Brookfield acquired Zuccotti Park in 1996 when it bought One Liberty Plaza, a dour behemoth of a skyscraper north of the square, then spearheaded an $8 million renovation to repair damage caused during 9/11. In 2005 benches were laid and 50 honey locust trees were planted. Seward Johnson’s Double Check, a sculpture of a businessman verifying the contents of his briefcase, was returned to the park after restoration necessitated by the disaster.

The refurbished park was a welcome oasis in the Financial District, though now, because of the protest, it looks like a state park campground on the Fourth of July. Much has been made about trash, noise and unhygienic conditions brought by Occupy Wall Street protesters. But it looked to me about as ship-shape as a tent encampment can be, with a neo-Woodstock vibe and a kitchen dispensing peanut butter sandwiches.

I talked to a few participants, sightseers and passersby, confirming my sense that the carnival nature of the event has eclipsed whatever message it had.

So I looked elsewhere for meaning and found it in the architectural history of the neighborhood.
Real estate maneuvering has long been par for the course in New York and the buildings around Zuccotti Park are a textbook example.

Join me in a little tour, aided by Michael Leapman’s Companion Guide to New York and the American Institute of ArchitectsGuide to New York.

1. Approach Zuccotti Park by walking south from Chambers Street along Trinity Place. That way you get to see a replica of the cross found in the World Trade Center debris, Ground Zero under construction and the mossy graveyard at Trinity Church.

2. Stand on the south side of the elevated piazza at One Liberty Plaza to look over the tent encampment at Zuccotti Park and wonder what people saw from the windows of the Singer Building and Tower, a 1908 landmark that formerly occupied the block, demolished in 1970 so U.S. Steel Company could build the bleak tower behind you. At the time the area of a proposed skyscraper’s site dictated how high it could rise. So U.S. Steel acquired the square across Liberty Street, adding its three-quarters of an acre to the total, thereby allowing One Liberty Plaza 54 floors. When Brookfield bought the building it also got Zuccotti Park as a front yard.

3. Cross Broadway on the east side of One Liberty Plaza to see one of the first skyscrapers built after World War II. You can’t miss the 51-story Marine Midlands Bank Building because its mailbox is Isamu Noguchi’s massive red cube, balanced on one of its corners.
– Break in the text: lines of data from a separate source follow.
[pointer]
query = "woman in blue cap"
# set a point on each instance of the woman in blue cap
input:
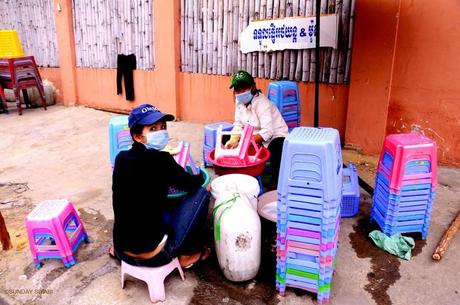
(252, 107)
(147, 231)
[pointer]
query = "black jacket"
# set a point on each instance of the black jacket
(141, 178)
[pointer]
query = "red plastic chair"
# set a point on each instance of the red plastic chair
(20, 73)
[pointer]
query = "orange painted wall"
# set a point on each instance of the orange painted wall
(404, 74)
(207, 98)
(373, 49)
(425, 92)
(54, 76)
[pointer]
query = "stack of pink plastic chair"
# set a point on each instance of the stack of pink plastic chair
(55, 231)
(405, 184)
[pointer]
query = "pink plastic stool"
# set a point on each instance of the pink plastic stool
(55, 230)
(154, 277)
(400, 149)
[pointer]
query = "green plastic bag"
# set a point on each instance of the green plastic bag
(397, 244)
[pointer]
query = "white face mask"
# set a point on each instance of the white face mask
(157, 139)
(244, 98)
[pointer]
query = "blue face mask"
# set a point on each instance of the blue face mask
(157, 139)
(244, 98)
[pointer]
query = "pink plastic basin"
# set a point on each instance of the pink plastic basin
(254, 169)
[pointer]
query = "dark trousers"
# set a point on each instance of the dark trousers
(186, 222)
(276, 148)
(125, 66)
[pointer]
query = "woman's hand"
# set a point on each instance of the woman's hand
(232, 143)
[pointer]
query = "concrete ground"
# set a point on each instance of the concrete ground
(63, 153)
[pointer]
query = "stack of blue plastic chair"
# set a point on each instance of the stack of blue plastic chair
(119, 136)
(285, 95)
(350, 192)
(209, 140)
(308, 210)
(405, 184)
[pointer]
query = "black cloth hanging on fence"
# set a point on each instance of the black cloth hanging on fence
(125, 66)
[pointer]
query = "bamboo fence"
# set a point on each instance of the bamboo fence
(105, 28)
(34, 22)
(210, 40)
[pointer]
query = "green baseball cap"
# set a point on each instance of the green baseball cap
(242, 79)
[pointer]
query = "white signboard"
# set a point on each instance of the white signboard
(288, 33)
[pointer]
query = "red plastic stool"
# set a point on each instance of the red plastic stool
(20, 73)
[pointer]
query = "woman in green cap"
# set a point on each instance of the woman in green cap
(252, 107)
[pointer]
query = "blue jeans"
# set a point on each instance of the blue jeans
(186, 220)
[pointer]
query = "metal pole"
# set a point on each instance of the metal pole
(318, 15)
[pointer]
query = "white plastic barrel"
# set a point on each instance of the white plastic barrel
(245, 184)
(266, 207)
(237, 237)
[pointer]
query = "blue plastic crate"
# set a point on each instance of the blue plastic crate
(119, 136)
(350, 192)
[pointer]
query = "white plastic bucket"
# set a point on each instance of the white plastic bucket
(266, 207)
(245, 184)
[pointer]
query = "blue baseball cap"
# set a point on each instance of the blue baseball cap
(147, 114)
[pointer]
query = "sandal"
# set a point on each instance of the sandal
(205, 253)
(112, 254)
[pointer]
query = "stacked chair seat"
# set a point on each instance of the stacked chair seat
(308, 210)
(285, 95)
(405, 184)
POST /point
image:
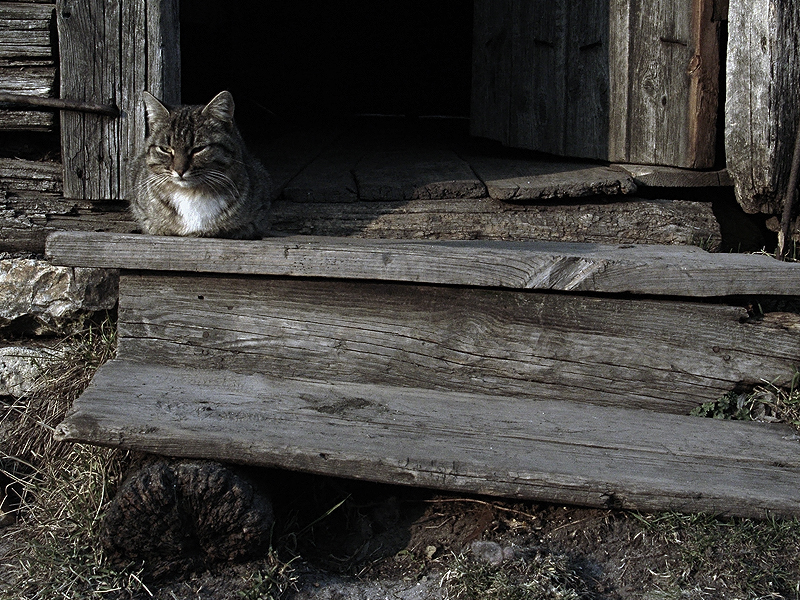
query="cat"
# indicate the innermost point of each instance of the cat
(195, 176)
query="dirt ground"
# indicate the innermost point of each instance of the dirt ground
(386, 542)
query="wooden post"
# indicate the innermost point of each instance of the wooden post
(110, 52)
(762, 109)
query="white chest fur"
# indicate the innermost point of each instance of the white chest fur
(199, 212)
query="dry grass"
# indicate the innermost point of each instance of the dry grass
(63, 488)
(51, 552)
(534, 577)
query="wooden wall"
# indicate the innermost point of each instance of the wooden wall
(127, 47)
(632, 81)
(27, 61)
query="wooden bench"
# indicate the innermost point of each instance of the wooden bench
(558, 372)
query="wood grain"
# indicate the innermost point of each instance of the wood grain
(514, 180)
(666, 356)
(626, 81)
(27, 64)
(763, 67)
(520, 448)
(663, 270)
(127, 47)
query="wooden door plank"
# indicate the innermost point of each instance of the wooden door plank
(109, 53)
(521, 448)
(666, 356)
(666, 270)
(519, 179)
(587, 79)
(537, 61)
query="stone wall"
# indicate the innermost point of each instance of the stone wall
(41, 305)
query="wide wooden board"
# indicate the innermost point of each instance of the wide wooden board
(521, 448)
(625, 81)
(664, 270)
(109, 53)
(663, 355)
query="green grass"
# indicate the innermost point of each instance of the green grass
(535, 577)
(749, 559)
(52, 550)
(765, 403)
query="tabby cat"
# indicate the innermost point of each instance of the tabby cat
(196, 177)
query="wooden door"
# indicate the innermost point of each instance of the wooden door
(111, 50)
(632, 81)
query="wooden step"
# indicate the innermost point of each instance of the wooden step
(518, 369)
(606, 268)
(483, 443)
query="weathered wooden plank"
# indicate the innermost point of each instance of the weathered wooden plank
(659, 52)
(634, 221)
(630, 222)
(109, 53)
(761, 115)
(27, 62)
(25, 30)
(587, 79)
(519, 179)
(537, 102)
(666, 356)
(19, 176)
(626, 81)
(667, 270)
(672, 177)
(491, 69)
(429, 173)
(521, 448)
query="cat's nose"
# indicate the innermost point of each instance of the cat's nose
(180, 164)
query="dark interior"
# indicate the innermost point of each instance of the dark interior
(290, 61)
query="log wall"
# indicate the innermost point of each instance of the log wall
(27, 62)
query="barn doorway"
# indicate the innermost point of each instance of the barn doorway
(295, 62)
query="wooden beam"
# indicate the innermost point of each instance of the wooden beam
(58, 104)
(479, 443)
(656, 354)
(663, 270)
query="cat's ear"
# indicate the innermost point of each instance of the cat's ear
(221, 107)
(157, 113)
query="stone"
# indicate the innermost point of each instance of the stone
(37, 298)
(21, 367)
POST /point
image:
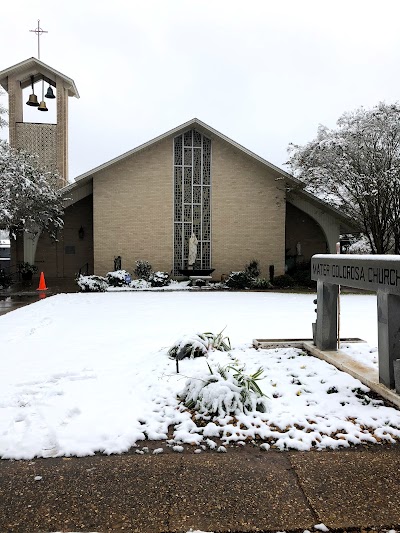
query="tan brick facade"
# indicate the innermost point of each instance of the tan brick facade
(248, 212)
(301, 228)
(64, 258)
(133, 211)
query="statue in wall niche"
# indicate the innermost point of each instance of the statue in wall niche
(117, 263)
(193, 242)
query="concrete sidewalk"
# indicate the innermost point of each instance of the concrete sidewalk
(241, 491)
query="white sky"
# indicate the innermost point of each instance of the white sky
(263, 73)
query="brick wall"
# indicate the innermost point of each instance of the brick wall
(51, 256)
(248, 213)
(300, 227)
(133, 211)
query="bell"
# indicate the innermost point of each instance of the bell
(49, 93)
(32, 100)
(42, 106)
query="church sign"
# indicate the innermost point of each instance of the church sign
(377, 273)
(372, 272)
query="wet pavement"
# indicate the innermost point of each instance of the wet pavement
(24, 293)
(243, 490)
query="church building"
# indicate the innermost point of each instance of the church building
(146, 203)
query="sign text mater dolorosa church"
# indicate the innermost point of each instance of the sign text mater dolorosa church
(378, 272)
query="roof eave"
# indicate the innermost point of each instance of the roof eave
(193, 122)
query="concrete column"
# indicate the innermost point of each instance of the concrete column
(15, 113)
(326, 334)
(388, 336)
(30, 245)
(62, 130)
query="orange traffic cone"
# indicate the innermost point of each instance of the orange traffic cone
(42, 283)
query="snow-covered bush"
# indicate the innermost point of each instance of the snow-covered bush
(198, 345)
(262, 284)
(159, 279)
(253, 269)
(283, 282)
(140, 284)
(143, 270)
(92, 283)
(118, 278)
(239, 280)
(225, 391)
(360, 246)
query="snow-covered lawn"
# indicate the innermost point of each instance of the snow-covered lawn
(89, 372)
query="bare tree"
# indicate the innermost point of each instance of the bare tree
(356, 168)
(29, 199)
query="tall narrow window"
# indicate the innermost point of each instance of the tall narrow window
(192, 198)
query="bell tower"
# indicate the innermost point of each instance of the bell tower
(48, 141)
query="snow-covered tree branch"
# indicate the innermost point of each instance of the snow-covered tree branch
(29, 199)
(356, 168)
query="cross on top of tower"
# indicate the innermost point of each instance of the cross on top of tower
(38, 32)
Look up to be enchanted by the building’s evanescent window-paneled side.

4. South of  Zuccotti Park, the U.S. Realty Building exemplifies the best impulses of early 20th century commercial architecture. Its towers and gables were designed to harmonize with nearby Neo-Gothic Trinity Church.
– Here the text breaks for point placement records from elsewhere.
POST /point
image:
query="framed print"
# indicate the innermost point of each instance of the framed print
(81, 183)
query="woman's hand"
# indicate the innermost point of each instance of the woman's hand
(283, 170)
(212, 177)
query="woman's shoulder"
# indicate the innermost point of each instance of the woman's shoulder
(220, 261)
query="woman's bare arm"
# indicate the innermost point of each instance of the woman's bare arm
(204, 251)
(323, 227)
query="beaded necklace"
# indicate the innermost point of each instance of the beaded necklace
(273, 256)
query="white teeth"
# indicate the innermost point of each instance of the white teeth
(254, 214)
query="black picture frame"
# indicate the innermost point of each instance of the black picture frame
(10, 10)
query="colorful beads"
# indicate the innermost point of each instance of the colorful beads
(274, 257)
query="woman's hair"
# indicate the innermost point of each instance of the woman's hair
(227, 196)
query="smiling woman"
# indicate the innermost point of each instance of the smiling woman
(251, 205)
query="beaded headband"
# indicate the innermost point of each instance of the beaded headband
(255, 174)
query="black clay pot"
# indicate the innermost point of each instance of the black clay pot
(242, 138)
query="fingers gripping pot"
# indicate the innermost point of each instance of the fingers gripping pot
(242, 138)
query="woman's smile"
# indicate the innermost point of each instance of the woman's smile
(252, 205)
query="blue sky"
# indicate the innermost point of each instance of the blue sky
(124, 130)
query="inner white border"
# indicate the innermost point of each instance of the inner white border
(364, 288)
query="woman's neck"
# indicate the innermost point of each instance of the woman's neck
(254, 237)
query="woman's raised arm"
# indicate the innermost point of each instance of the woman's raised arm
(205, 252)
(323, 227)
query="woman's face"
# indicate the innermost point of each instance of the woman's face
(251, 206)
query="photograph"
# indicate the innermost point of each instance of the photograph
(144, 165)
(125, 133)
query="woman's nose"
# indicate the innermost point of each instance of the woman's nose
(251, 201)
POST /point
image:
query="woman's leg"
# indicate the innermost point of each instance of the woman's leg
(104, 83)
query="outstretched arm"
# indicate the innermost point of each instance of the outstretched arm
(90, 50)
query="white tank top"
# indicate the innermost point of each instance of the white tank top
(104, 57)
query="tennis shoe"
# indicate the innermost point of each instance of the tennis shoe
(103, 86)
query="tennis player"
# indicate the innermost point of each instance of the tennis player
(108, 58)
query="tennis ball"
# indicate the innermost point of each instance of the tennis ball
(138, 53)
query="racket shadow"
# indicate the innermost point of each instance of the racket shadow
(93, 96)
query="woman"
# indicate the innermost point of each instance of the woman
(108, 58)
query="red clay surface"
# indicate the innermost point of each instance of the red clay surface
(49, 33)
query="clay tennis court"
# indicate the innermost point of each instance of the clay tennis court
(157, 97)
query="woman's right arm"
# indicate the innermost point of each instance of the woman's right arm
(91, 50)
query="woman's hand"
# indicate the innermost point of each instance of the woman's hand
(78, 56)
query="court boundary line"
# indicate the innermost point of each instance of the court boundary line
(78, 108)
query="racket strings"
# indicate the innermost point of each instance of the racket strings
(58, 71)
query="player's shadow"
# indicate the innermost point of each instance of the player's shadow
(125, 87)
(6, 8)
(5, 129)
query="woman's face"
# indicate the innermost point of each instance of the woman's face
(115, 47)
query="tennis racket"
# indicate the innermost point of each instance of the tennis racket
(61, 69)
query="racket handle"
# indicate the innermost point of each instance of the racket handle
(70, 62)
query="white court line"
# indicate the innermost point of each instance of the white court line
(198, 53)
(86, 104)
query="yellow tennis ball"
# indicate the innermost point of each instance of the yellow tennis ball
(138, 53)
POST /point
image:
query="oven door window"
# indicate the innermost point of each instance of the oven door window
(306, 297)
5. Then look across Broadway at its neighbor and contemporary, the infamous Equitable Building. Both first-generation skyscrapers were built when New York was just beginning to adopt the steel frame construction style pioneered in Chicago by Louis Sullivan. But when unveiled, the Equitable’s bulky, sunless, 38-story twin towers horrified New Yorkers, resulting in city restrictions on the height of new skyscrapers, subsequently circumvented, of course.

6. There’s a Starbucks at the intersection of Liberty and Nassau Streets if you need an espresso to get your head around American capitalism. You just can’t hold it down in New York; get a double.